O super-herói e a arma mortal da chatice

Santista estreia na literatura com o livro de ficção Chatman e a Epidemia da Praga Maldita

05/06/2018 - 11:34 - Atualizado em 05/06/2018 - 22:02

Escritor Rodrigo Aguiar de Paiva promete uma trilogia de sua obra (Foto: Nirley Sena / AT)

Seriam os chatos heróis ou vilões? Pense bem. Quem é obrigado a conviver com um chato pode suportar qualquer coisa nesta vida. Lembre-se da paciência de Seinfeld, da série de TV homônima, com seu vizinho Kramer, que vive entrando em seu apartamento sem bater. Quem aguenta um vizinho daquele, já pagou os pecados e tem lugar no céu.

Pois foi pensando num amigo chatinho que tinha no trabalho, no tempo em que advogava, que Rodrigo Aguiar de Paiva escreveu seu primeiro livro de ficção, o cômico Chatman e a Epidemia da Praga Maldita (Editora Chiado Books, 213 páginas, R$ 43,00), com lançamento marcado para quarta-feira (6), das 17h às 21h30, na Livraria Realejo (Av. Marechal Deodoro, 2, Gonzaga).

“Todo mundo chamava o meu amigo de o chatinho, e ele até sabia do apelido. Pensei em transformá-lo num super-herói e, assim, nasceu Chatman, da cidade Chatland, colônia norte-americana no Brasil conhecida como a cidade dos chatos”, explica o autor, que se baseou em outro super-herói dos quadrinhos, só que bem mais durão, Batman, da DC Comics.

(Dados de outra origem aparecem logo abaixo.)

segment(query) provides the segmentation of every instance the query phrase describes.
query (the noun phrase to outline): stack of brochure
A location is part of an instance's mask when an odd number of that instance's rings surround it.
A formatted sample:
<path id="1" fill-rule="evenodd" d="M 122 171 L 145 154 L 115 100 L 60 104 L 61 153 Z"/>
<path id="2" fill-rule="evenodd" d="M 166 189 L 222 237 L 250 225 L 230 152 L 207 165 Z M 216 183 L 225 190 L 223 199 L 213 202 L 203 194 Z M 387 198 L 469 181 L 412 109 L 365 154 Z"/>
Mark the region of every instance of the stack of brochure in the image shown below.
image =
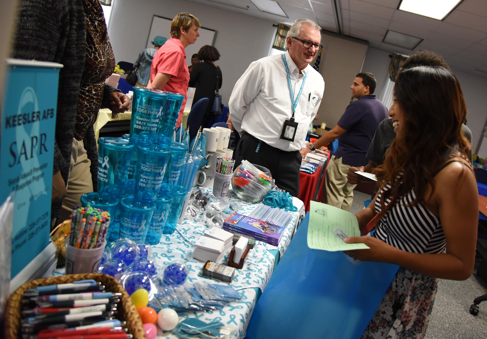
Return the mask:
<path id="1" fill-rule="evenodd" d="M 277 246 L 285 228 L 265 220 L 234 213 L 225 220 L 223 228 L 232 232 L 250 235 L 256 240 Z"/>

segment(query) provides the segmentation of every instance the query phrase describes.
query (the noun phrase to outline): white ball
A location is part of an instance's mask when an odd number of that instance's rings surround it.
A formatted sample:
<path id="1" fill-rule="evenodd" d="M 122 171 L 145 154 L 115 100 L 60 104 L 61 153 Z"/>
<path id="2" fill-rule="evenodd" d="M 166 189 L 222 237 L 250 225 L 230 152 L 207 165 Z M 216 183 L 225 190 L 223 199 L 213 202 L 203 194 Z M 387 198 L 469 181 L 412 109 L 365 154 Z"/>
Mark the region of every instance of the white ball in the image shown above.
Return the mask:
<path id="1" fill-rule="evenodd" d="M 157 324 L 164 331 L 170 331 L 179 322 L 178 314 L 172 308 L 163 308 L 157 314 Z"/>

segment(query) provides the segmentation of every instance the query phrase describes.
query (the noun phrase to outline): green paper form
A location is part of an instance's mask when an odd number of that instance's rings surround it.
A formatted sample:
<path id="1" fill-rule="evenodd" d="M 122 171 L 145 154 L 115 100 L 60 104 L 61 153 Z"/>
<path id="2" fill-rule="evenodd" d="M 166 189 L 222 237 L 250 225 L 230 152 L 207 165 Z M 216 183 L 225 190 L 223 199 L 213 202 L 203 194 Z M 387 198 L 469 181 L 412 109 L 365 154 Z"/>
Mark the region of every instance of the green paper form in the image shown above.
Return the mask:
<path id="1" fill-rule="evenodd" d="M 348 236 L 360 236 L 355 215 L 330 205 L 316 201 L 310 203 L 308 247 L 332 252 L 370 248 L 365 244 L 347 244 L 333 233 L 339 227 Z"/>

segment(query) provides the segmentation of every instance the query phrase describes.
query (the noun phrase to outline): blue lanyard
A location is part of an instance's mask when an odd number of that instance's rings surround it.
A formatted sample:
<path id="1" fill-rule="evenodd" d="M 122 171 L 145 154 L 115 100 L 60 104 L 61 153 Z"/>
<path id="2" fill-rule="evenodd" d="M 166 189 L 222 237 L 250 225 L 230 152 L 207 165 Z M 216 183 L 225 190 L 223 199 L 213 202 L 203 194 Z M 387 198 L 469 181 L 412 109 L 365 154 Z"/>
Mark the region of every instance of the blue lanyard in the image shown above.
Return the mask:
<path id="1" fill-rule="evenodd" d="M 291 103 L 293 105 L 293 116 L 291 118 L 291 121 L 294 121 L 294 112 L 296 110 L 296 107 L 298 107 L 298 103 L 300 101 L 300 97 L 301 96 L 301 92 L 303 90 L 304 87 L 304 83 L 306 82 L 306 77 L 308 76 L 308 72 L 304 74 L 304 78 L 303 79 L 303 82 L 301 84 L 301 88 L 300 91 L 298 92 L 298 96 L 296 97 L 296 101 L 294 101 L 294 93 L 293 93 L 293 86 L 291 84 L 291 76 L 289 75 L 289 68 L 287 67 L 287 61 L 286 61 L 286 56 L 285 54 L 282 54 L 282 60 L 284 61 L 284 66 L 286 67 L 286 73 L 287 73 L 287 84 L 289 86 L 289 93 L 291 94 Z"/>

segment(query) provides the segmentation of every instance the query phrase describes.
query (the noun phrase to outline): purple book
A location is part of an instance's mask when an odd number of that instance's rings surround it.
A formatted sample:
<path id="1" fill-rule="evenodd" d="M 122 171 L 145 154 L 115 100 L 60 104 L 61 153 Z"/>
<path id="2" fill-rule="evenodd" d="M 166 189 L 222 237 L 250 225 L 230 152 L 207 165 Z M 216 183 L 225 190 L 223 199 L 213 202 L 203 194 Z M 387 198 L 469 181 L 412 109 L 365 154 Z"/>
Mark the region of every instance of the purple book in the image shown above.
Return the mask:
<path id="1" fill-rule="evenodd" d="M 242 230 L 246 234 L 252 235 L 256 239 L 265 241 L 266 240 L 274 244 L 278 244 L 282 236 L 284 228 L 270 222 L 260 220 L 241 214 L 234 213 L 228 217 L 225 223 L 224 227 L 234 230 Z M 254 235 L 255 234 L 255 235 Z"/>

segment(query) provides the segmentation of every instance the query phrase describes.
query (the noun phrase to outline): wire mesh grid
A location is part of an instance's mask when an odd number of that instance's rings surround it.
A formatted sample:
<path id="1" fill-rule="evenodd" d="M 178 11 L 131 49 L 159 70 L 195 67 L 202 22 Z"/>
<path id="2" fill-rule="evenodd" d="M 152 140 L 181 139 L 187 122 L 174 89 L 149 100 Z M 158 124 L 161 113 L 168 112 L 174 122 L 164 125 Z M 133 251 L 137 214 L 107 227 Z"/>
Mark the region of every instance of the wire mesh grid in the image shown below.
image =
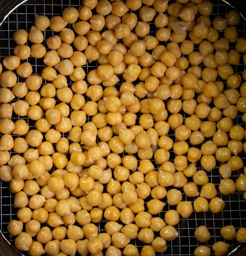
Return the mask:
<path id="1" fill-rule="evenodd" d="M 224 2 L 219 0 L 211 0 L 213 4 L 213 9 L 212 13 L 210 15 L 211 20 L 218 16 L 223 16 L 224 13 L 230 7 Z M 171 2 L 171 1 L 170 1 Z M 8 55 L 13 55 L 13 50 L 16 44 L 13 40 L 14 32 L 19 29 L 24 29 L 29 31 L 31 26 L 34 25 L 34 16 L 36 14 L 45 15 L 49 18 L 54 15 L 60 15 L 63 9 L 70 5 L 78 7 L 82 5 L 82 0 L 79 1 L 62 1 L 60 0 L 29 0 L 27 2 L 24 2 L 18 8 L 14 9 L 3 22 L 0 28 L 0 58 L 1 62 L 3 58 Z M 137 11 L 136 14 L 138 15 Z M 153 22 L 150 22 L 150 32 L 155 34 L 156 28 Z M 238 31 L 239 36 L 245 36 L 245 22 L 241 19 L 240 24 L 238 26 Z M 220 32 L 221 35 L 222 36 L 222 32 Z M 47 38 L 53 34 L 55 34 L 49 29 L 44 32 L 44 37 Z M 44 41 L 45 42 L 45 40 Z M 45 44 L 45 42 L 44 42 Z M 231 45 L 233 47 L 233 44 Z M 195 45 L 195 50 L 198 50 L 198 45 Z M 242 58 L 242 56 L 241 58 Z M 44 65 L 42 59 L 29 58 L 28 61 L 32 65 L 33 68 L 33 74 L 41 75 L 42 69 Z M 243 64 L 242 64 L 243 63 Z M 87 74 L 90 70 L 96 68 L 97 64 L 96 62 L 91 63 L 88 62 L 86 65 L 83 67 L 86 73 Z M 202 67 L 202 65 L 201 66 Z M 241 62 L 241 64 L 238 66 L 234 66 L 235 73 L 241 74 L 245 69 L 243 62 Z M 120 83 L 123 82 L 121 77 L 119 77 L 120 82 L 116 85 L 116 87 L 119 87 Z M 21 78 L 19 78 L 21 81 Z M 224 81 L 222 81 L 225 82 Z M 71 82 L 68 80 L 70 86 Z M 136 82 L 136 83 L 137 81 Z M 44 84 L 45 81 L 43 81 Z M 88 99 L 85 96 L 86 99 Z M 14 100 L 18 100 L 16 99 Z M 182 114 L 184 118 L 188 115 L 184 112 Z M 234 124 L 238 124 L 242 125 L 245 129 L 245 124 L 242 120 L 242 113 L 238 112 L 238 115 L 234 120 Z M 138 117 L 139 117 L 139 116 Z M 20 117 L 13 116 L 13 120 L 14 121 Z M 27 123 L 30 126 L 30 128 L 34 128 L 34 123 L 31 120 L 29 120 L 26 117 L 22 117 L 21 118 L 26 119 Z M 88 117 L 88 121 L 91 120 L 90 117 Z M 137 120 L 138 121 L 138 118 Z M 67 134 L 63 135 L 64 136 Z M 174 139 L 174 132 L 171 130 L 169 132 L 168 135 Z M 209 138 L 211 139 L 211 138 Z M 173 151 L 170 151 L 170 161 L 173 161 L 175 157 L 175 154 Z M 12 156 L 16 153 L 14 152 L 10 152 Z M 123 155 L 124 155 L 124 153 Z M 239 156 L 243 159 L 244 166 L 246 162 L 246 157 L 243 152 L 240 153 Z M 154 160 L 152 160 L 154 163 Z M 243 198 L 243 194 L 242 193 L 236 191 L 228 195 L 222 195 L 218 189 L 218 185 L 221 178 L 219 172 L 219 167 L 220 163 L 217 163 L 216 167 L 211 172 L 208 173 L 209 181 L 214 183 L 216 186 L 218 191 L 217 196 L 222 198 L 225 203 L 225 207 L 223 211 L 219 213 L 213 214 L 209 211 L 206 212 L 196 212 L 193 211 L 191 215 L 188 218 L 185 219 L 181 217 L 179 223 L 175 225 L 175 227 L 178 230 L 179 236 L 173 241 L 167 241 L 167 250 L 164 253 L 166 255 L 190 255 L 193 254 L 194 251 L 198 246 L 207 245 L 211 247 L 215 242 L 218 241 L 224 241 L 221 238 L 220 230 L 221 227 L 228 225 L 234 226 L 237 230 L 241 227 L 246 227 L 246 204 Z M 156 166 L 156 169 L 158 166 Z M 198 170 L 201 170 L 202 168 L 199 161 L 197 163 Z M 234 181 L 238 177 L 240 173 L 242 173 L 243 170 L 240 170 L 233 172 L 230 177 Z M 188 181 L 192 181 L 191 177 L 188 177 Z M 198 186 L 199 190 L 200 186 Z M 180 189 L 182 192 L 183 200 L 193 201 L 194 198 L 187 197 L 184 194 L 182 189 Z M 9 184 L 7 182 L 0 181 L 0 228 L 1 231 L 5 236 L 7 240 L 11 244 L 13 244 L 14 238 L 9 236 L 7 231 L 7 226 L 12 219 L 17 219 L 16 215 L 17 209 L 13 207 L 13 198 L 14 194 L 10 193 L 9 189 Z M 145 204 L 148 200 L 145 200 Z M 163 199 L 166 203 L 165 198 Z M 147 207 L 145 207 L 147 209 Z M 159 216 L 162 219 L 164 219 L 164 214 L 168 210 L 175 209 L 175 206 L 172 206 L 167 203 L 164 207 L 163 211 Z M 105 232 L 105 225 L 107 221 L 103 219 L 97 223 L 99 231 L 100 232 Z M 45 223 L 42 223 L 44 226 Z M 194 231 L 198 226 L 202 225 L 206 226 L 211 234 L 211 238 L 205 243 L 202 243 L 198 241 L 195 237 Z M 155 234 L 158 235 L 157 234 Z M 226 241 L 228 242 L 228 241 Z M 143 243 L 137 240 L 131 241 L 135 244 L 140 249 L 142 247 Z M 230 241 L 230 244 L 228 252 L 231 251 L 235 248 L 238 244 L 235 240 Z M 23 255 L 26 255 L 26 253 L 22 253 Z M 156 255 L 161 255 L 161 254 L 156 254 Z"/>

O herói de Paiva só tem o traje e o nome parecidos com o de Batman. De resto, é um espertalhão desengonçado e cheio de graça, chamado Rodney Chaynne, que mora numa mansão com seu mordomo Alf, e assume a identidade de Chatman quando quer combater a vilania com sua argumentação enfadonha e pitadas de humor politicamente correto.

Paiva conta que a ideia para Chatman surgiu há 15 anos, quando chegou a esboçar a história. Mas somente no ano passado, e após participar de cursos de escrita, que retornou ao texto, com a ideia de dar sequência a mais dois livros. 

“É uma trilogia. O segundo livro já está pronto, e devo lançá-lo daqui a seis meses. O terceiro, comecei a escrever”, revela o autor, que contratou o ilustrador Fabio Laguna para desenhar as personagens de Chatman – que aparecem descritas na orelha do primeiro livro, todos versões dos heróis e vilões da saga do Batman. Por exemplo: no livro, Pinguim virou Perdiz; Curinga é Valete; Mulher-Gato é Pantera, Charada é Comédia e por aí vai.

Público nerd
O autor diz querer atingir o público geek e nerd (gente que gosta de HQs, games, tecnologia etc), com sua obra. O argumento, cheio de ação, diálogos e situações nonsense, daria uma história em quadrinhos, mas Paiva prefere alguns dedos de prosa a imagens.

A história é a seguinte: um estranho garoto vem ao mundo. Nasce dando gargalhadas em vez de chorar e já fazendo gracinhas. Enquanto cresce, só apronta. Quando adulto, sua chatice o torna famoso e é reconhecida como uma grande qualidade pela ONU, que o incumbe de combater Lestter Lewis, o papa do humor negro (ou cáustico), que volta do passado para atemorizar a pacata e politicamente correta população de Chatland. 

Expert na arte do jiu-jitsu, neste primeiro volume da trilogia Chatman enfrentará seus oponentes com refinado humor, a fim de resgatar Jéssica Herz, filha do prefeito de Chatland, sequestrada por Perdiz e sua gangue.

Na Bienal 
Paiva penou até conseguir uma editora e só conseguiu resposta positiva da portuguesa Chiado. Após negociações por e-mail, conseguiu 300 exemplares para vender em Santos. Em Lisboa, seu livro já está nas livrarias. 

Dia 6 de agosto, ele será um dos autores brasileiros a autografar no estande da Chiado, na 25ª Bienal Internacional do Livro de São Paulo.

Para divulgar seu livro, o autor argumenta em defesa dos chatos: “O Brasil precisa dos chatos. No país onde tudo se resolve no jeitinho, o chato é aquele que quer as coisas em ordem”, justifica.